Totenbeschwörung im Barfußgässchen

Der heutige Zills Tunnel am Ende des Leipziger Barfußgässchens war einst ein Ort, an dem okkulte Séancen abgehalten wurden. Durchgeführt wurden diese vom damaligen Betreiber selbst.

Vorgängerbau Zills Tunnel
1753: Johann Georg Schrepfer kam mit seinen Brüdern von Nürnberg nach Leipzig: Von 1770 bis 1774 war er Wirt des „Schrepfers Kaffeehaus“ und hielt dort auch seine beim Publikum beliebten Séancen ab © Stadtgeschichtliches Museum

Johann Georg Schrepfer wurde 1738 als achtes Kind eines Nürnberger Gastwirts geboren. Als er gerade 15 Jahre alt war, meldete Vater Schrepfer den Konkurs seiner Schenke an und Johann Georg sowie zwei seiner Brüder versuchten ihr Glück fortan in Leipzig.

Getreu der Familientradition versuchten sie sich zunächst als Weinhändler, Gastwirte oder Kellner. Während aus dem älteren Bruder ein erfolgreicher und angesehener Kaufmann wurde, pflegte Johann Georg als Wirt seines Kaffeehauses im Barfußgässchen einen eher zweifelhaften Ruf.

Ist der Ruf erst ruiniert

Er galt gemeinhin als Schwätzer. So gab er sich beispielsweise als Freimaurer aus und gründete 1772 seine eigene Freimaurerloge – die „Loge der ächten Maurerey". Bereits mit der Namensgebung schwang ein offenkundiger Vorwurf an andere Freimaurerlogen mit.

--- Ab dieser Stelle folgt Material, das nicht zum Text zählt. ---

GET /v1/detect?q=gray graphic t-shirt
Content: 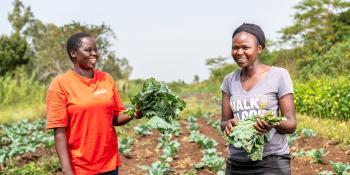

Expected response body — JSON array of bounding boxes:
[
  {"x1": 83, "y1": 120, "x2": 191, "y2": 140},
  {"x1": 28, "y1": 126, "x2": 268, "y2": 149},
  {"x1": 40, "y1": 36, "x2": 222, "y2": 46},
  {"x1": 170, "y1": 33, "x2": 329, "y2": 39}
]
[{"x1": 221, "y1": 67, "x2": 293, "y2": 161}]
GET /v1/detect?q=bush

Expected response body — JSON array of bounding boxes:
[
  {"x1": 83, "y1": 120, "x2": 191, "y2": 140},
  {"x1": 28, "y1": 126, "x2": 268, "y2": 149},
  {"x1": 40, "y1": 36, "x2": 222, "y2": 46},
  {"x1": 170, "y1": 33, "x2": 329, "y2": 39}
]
[{"x1": 295, "y1": 76, "x2": 350, "y2": 120}]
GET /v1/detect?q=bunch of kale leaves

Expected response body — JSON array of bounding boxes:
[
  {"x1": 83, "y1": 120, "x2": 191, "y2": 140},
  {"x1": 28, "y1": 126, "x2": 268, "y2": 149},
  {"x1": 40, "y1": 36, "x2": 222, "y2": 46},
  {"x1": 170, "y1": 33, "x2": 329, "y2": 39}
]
[
  {"x1": 226, "y1": 111, "x2": 287, "y2": 161},
  {"x1": 124, "y1": 78, "x2": 186, "y2": 129}
]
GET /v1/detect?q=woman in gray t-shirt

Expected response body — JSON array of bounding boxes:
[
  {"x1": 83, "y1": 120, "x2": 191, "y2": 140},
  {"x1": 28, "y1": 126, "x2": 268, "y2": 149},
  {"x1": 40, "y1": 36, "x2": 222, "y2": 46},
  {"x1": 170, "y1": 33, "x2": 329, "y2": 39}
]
[{"x1": 221, "y1": 24, "x2": 296, "y2": 174}]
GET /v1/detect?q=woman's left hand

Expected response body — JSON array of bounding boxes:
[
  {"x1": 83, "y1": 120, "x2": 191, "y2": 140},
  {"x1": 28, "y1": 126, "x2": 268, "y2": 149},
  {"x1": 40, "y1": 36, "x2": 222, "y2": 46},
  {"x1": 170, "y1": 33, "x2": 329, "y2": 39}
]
[
  {"x1": 134, "y1": 109, "x2": 143, "y2": 119},
  {"x1": 254, "y1": 117, "x2": 273, "y2": 134}
]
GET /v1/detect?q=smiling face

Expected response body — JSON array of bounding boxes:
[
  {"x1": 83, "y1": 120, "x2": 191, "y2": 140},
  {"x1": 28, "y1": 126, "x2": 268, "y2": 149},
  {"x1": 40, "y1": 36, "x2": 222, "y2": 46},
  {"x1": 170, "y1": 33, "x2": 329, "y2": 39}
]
[
  {"x1": 71, "y1": 37, "x2": 99, "y2": 70},
  {"x1": 232, "y1": 32, "x2": 262, "y2": 68}
]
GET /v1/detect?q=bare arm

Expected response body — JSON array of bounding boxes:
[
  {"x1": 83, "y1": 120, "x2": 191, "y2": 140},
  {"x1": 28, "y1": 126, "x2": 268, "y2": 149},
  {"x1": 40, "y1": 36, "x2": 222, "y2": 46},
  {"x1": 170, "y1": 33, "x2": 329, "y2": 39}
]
[
  {"x1": 54, "y1": 128, "x2": 74, "y2": 175},
  {"x1": 220, "y1": 91, "x2": 238, "y2": 135},
  {"x1": 275, "y1": 94, "x2": 297, "y2": 134}
]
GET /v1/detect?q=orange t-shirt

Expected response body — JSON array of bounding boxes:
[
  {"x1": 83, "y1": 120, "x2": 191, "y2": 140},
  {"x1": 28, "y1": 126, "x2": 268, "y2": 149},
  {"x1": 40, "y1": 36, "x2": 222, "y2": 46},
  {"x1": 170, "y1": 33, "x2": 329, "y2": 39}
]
[{"x1": 46, "y1": 70, "x2": 125, "y2": 175}]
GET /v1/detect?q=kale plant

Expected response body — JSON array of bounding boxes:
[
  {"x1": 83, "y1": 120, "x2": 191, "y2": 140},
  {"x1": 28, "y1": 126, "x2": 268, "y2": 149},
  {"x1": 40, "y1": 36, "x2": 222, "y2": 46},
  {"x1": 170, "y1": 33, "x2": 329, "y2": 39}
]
[
  {"x1": 124, "y1": 78, "x2": 186, "y2": 129},
  {"x1": 226, "y1": 111, "x2": 286, "y2": 161}
]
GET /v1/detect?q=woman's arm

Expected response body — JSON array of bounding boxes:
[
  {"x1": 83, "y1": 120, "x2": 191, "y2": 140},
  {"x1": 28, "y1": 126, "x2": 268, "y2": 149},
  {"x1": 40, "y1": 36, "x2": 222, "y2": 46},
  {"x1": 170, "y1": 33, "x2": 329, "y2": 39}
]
[
  {"x1": 220, "y1": 91, "x2": 238, "y2": 135},
  {"x1": 275, "y1": 94, "x2": 297, "y2": 134},
  {"x1": 254, "y1": 94, "x2": 297, "y2": 134},
  {"x1": 54, "y1": 128, "x2": 74, "y2": 175}
]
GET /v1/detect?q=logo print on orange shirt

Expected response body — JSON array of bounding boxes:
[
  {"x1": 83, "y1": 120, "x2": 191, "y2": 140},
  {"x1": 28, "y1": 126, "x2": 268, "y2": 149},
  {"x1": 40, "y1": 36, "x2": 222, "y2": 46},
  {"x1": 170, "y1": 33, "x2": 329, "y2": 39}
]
[{"x1": 92, "y1": 89, "x2": 107, "y2": 96}]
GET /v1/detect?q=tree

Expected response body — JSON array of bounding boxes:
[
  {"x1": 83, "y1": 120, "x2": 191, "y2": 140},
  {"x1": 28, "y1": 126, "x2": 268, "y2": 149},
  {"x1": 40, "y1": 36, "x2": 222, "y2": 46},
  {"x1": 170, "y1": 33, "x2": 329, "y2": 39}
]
[
  {"x1": 281, "y1": 0, "x2": 350, "y2": 54},
  {"x1": 193, "y1": 75, "x2": 199, "y2": 83},
  {"x1": 101, "y1": 53, "x2": 132, "y2": 80},
  {"x1": 0, "y1": 34, "x2": 29, "y2": 76},
  {"x1": 8, "y1": 0, "x2": 34, "y2": 34}
]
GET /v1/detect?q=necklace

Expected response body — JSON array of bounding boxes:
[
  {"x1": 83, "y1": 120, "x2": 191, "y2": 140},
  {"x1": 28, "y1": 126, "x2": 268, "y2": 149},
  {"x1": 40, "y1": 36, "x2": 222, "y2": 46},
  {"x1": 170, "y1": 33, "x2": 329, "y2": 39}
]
[
  {"x1": 241, "y1": 69, "x2": 270, "y2": 82},
  {"x1": 74, "y1": 67, "x2": 94, "y2": 78}
]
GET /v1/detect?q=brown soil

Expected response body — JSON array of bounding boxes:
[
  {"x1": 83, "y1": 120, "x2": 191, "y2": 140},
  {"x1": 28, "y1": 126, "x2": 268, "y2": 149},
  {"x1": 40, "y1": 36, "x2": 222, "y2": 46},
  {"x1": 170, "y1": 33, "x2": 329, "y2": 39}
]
[
  {"x1": 291, "y1": 136, "x2": 350, "y2": 174},
  {"x1": 0, "y1": 116, "x2": 350, "y2": 175},
  {"x1": 171, "y1": 121, "x2": 202, "y2": 175},
  {"x1": 119, "y1": 132, "x2": 160, "y2": 175}
]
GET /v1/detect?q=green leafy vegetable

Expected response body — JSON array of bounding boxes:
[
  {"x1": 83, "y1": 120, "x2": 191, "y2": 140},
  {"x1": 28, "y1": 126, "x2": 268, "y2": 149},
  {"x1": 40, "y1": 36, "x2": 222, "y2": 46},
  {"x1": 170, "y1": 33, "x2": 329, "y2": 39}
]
[
  {"x1": 226, "y1": 111, "x2": 287, "y2": 161},
  {"x1": 124, "y1": 78, "x2": 186, "y2": 129}
]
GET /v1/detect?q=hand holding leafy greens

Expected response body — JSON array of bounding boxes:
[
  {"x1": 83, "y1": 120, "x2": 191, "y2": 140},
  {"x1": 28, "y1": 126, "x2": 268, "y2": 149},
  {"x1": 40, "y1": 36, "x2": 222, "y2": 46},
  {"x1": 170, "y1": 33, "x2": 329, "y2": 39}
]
[
  {"x1": 124, "y1": 78, "x2": 186, "y2": 129},
  {"x1": 226, "y1": 111, "x2": 287, "y2": 161}
]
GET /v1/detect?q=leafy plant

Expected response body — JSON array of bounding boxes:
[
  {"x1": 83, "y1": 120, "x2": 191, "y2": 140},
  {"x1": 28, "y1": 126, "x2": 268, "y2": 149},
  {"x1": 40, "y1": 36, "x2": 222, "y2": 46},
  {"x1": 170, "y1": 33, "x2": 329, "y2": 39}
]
[
  {"x1": 306, "y1": 148, "x2": 329, "y2": 164},
  {"x1": 226, "y1": 111, "x2": 286, "y2": 161},
  {"x1": 134, "y1": 125, "x2": 152, "y2": 136},
  {"x1": 288, "y1": 132, "x2": 298, "y2": 146},
  {"x1": 292, "y1": 150, "x2": 306, "y2": 157},
  {"x1": 300, "y1": 128, "x2": 316, "y2": 137},
  {"x1": 118, "y1": 137, "x2": 132, "y2": 156},
  {"x1": 331, "y1": 162, "x2": 350, "y2": 175},
  {"x1": 141, "y1": 161, "x2": 174, "y2": 175},
  {"x1": 160, "y1": 140, "x2": 180, "y2": 162},
  {"x1": 124, "y1": 78, "x2": 186, "y2": 126},
  {"x1": 317, "y1": 171, "x2": 333, "y2": 175},
  {"x1": 195, "y1": 148, "x2": 225, "y2": 171},
  {"x1": 0, "y1": 119, "x2": 54, "y2": 163}
]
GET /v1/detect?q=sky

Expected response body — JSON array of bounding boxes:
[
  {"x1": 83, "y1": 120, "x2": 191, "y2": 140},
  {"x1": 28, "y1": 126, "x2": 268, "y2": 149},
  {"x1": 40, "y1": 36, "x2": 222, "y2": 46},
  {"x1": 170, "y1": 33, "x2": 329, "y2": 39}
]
[{"x1": 0, "y1": 0, "x2": 300, "y2": 83}]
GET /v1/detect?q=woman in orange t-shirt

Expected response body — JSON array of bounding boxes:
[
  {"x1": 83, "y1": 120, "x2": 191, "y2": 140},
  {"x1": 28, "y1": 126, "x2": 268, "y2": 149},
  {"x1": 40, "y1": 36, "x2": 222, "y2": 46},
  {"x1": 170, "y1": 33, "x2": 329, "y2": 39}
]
[{"x1": 46, "y1": 33, "x2": 142, "y2": 175}]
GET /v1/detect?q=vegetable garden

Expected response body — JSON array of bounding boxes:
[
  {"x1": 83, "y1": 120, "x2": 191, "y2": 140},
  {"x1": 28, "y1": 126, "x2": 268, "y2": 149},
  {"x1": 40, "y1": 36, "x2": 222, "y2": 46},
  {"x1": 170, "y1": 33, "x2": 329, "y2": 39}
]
[{"x1": 0, "y1": 93, "x2": 350, "y2": 175}]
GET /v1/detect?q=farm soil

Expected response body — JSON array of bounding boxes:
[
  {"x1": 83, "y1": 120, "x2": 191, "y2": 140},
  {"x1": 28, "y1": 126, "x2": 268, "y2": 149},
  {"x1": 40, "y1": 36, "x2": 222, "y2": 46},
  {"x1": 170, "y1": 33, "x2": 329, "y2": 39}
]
[{"x1": 0, "y1": 116, "x2": 350, "y2": 175}]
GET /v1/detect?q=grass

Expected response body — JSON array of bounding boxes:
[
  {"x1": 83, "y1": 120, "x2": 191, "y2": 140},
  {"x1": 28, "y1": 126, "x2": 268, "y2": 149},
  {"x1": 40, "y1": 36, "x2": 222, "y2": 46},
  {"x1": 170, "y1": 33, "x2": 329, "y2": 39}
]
[
  {"x1": 297, "y1": 114, "x2": 350, "y2": 145},
  {"x1": 0, "y1": 103, "x2": 45, "y2": 123},
  {"x1": 1, "y1": 154, "x2": 61, "y2": 175}
]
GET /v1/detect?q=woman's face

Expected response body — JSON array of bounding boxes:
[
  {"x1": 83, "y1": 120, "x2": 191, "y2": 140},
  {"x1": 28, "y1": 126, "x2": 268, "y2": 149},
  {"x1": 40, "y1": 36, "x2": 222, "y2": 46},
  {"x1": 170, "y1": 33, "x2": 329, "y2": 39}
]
[
  {"x1": 71, "y1": 37, "x2": 99, "y2": 70},
  {"x1": 232, "y1": 32, "x2": 262, "y2": 68}
]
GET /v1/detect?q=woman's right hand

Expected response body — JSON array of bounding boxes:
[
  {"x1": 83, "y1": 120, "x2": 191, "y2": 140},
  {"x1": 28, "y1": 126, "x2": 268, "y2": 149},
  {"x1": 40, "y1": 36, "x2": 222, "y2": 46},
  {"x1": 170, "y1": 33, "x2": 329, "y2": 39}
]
[
  {"x1": 224, "y1": 118, "x2": 239, "y2": 137},
  {"x1": 62, "y1": 169, "x2": 74, "y2": 175}
]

Vermessen, wie er augenscheinlich war, begann er zeitgleich mit Geisterbeschwörungen, die er in seinem Kaffeehaus einem zahlenden Publikum anbot. Diese Art der okkulten Darbietungen verbreiteten sich im 18. Jahrhundert als Gegenbewegung zur Aufklärung und waren äußerst beliebt.

Selbstmord oder Mord?

Schrepfer erweckte den Eindruck von Geistererscheinungen mithilfe einer Laterna magica, einem zu dieser Zeit noch neuem Projektionsgerät. Für eine passende unheimliche Geräusche sorgte sein Mitarbeiter, der in die Betrugsmasche eingeweiht war. Schrepfers „Beschwörungen“ stießen sogar beim sächsischen Hofadel auf Interesse.

In den Morgenstunden des 8. Oktober 1774 wurde der Hochstapler im Rosental tot aufgefunden. Bis heute ist nicht geklärt, ob es sich um Selbstmord oder Mord handelte. Letzteres gilt mittlerweile als wahrscheinlich. Die Frage, wen er womöglich einmal zu oft hinters Licht geführt haben mag, liefert seit jener Zeit die Grundlage für Legenden und Mythen.